Cour d’Appel de Paris, 27 mars 2019
Cour d’Appel de Paris, 27 mars 2019

Type de juridiction : Cour d’Appel

Juridiction : Cour d’Appel de Paris

Thématique : Image des mannequins : affaire l’Oréal

Résumé

Un mannequin ne peut résilier un mandat civil exclusif de représentation sans respecter le préavis contractuel. La rupture n’entraîne pas la nullité des contrats de cession de droits à l’image antérieurs. Dans le cas présent, l’agence avait le droit de traiter avec des clients pour la cession des droits d’exploitation de l’image du mannequin. Ce dernier, mécontent d’un contrat signé sans son accord, a tenté de rompre son mandat. Cependant, la résiliation n’était pas valable, car le contrat stipulait un renouvellement tacite et des conditions strictes pour la résiliation, que la mannequin n’a pas respectées.
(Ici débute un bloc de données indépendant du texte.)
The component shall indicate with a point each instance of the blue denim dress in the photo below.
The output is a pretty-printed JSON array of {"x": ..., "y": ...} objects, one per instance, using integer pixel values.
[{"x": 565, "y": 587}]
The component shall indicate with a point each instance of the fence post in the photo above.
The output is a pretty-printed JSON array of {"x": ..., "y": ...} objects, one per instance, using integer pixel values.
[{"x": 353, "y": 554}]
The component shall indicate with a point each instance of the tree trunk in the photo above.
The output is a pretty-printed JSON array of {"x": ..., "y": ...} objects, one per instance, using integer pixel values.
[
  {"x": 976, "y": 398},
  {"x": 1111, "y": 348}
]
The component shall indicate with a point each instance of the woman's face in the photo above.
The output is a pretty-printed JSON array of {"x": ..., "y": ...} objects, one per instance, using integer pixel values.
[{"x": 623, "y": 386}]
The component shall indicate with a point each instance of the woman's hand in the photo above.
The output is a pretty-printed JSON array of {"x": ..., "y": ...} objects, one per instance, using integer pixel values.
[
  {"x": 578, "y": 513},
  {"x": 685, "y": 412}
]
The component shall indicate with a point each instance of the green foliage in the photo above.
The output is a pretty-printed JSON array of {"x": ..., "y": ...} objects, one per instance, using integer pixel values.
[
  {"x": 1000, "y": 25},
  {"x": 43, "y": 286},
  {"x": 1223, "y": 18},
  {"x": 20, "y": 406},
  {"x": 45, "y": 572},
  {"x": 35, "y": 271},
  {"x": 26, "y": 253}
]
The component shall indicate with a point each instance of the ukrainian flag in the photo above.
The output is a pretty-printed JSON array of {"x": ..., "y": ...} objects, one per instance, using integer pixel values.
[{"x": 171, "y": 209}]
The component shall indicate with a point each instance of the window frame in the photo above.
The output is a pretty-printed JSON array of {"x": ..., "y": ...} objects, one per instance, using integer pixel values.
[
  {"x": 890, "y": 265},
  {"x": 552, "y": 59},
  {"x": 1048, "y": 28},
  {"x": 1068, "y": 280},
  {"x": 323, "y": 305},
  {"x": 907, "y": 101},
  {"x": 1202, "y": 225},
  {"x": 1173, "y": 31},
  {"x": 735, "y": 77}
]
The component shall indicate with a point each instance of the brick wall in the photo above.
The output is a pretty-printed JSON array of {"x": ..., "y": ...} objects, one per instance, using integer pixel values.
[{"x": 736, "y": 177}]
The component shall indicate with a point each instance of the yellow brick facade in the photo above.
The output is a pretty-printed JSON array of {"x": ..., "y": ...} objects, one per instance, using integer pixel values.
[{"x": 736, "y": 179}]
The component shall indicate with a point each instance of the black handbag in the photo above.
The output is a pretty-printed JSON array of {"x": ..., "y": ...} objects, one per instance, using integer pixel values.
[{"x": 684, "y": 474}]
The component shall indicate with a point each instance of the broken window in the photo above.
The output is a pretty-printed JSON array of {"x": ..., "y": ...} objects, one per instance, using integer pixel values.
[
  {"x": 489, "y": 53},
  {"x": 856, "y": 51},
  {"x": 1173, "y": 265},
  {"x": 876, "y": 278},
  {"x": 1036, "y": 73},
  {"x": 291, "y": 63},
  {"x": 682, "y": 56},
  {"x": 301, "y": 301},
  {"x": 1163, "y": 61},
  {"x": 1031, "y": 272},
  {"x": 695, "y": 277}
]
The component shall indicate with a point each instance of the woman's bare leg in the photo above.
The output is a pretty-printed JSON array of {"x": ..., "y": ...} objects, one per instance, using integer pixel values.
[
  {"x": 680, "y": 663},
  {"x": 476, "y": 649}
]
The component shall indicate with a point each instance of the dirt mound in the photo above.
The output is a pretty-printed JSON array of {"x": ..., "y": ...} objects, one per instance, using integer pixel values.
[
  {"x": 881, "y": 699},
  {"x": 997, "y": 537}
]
Un mannequin ne peut mettre fin au mandat civil exclusif de représentation donné à son agence, sans respect du préavis contractuel. En tout état de cause, cette rupture n’emporte pas nullité des contrats de cession de droit à l’image conclus antérieurement.  

Objet du mandat de représentation de mannequin

En l’occurrence, le mandat stipulait que l’agence était en droit de traiter avec tous clients, la cession des droits de reproduction pour l’utilisation de son image et/ou voix à la suite de prises de vues et/ou tournages réalisées par l’intermédiaire de l’agence ; signer à cet effet tous actes de cession et de vente ; toucher et recevoir le produit de la vente, en donner quittance et décharge. La procuration était consentie pour une durée d’une année à partir de la signature du mandat, lequel était renouvelable par tacite reconduction à chaque date anniversaire, sauf dénonciation effectuée par une des parties par lettre recommandée AR deux mois avant son expiration.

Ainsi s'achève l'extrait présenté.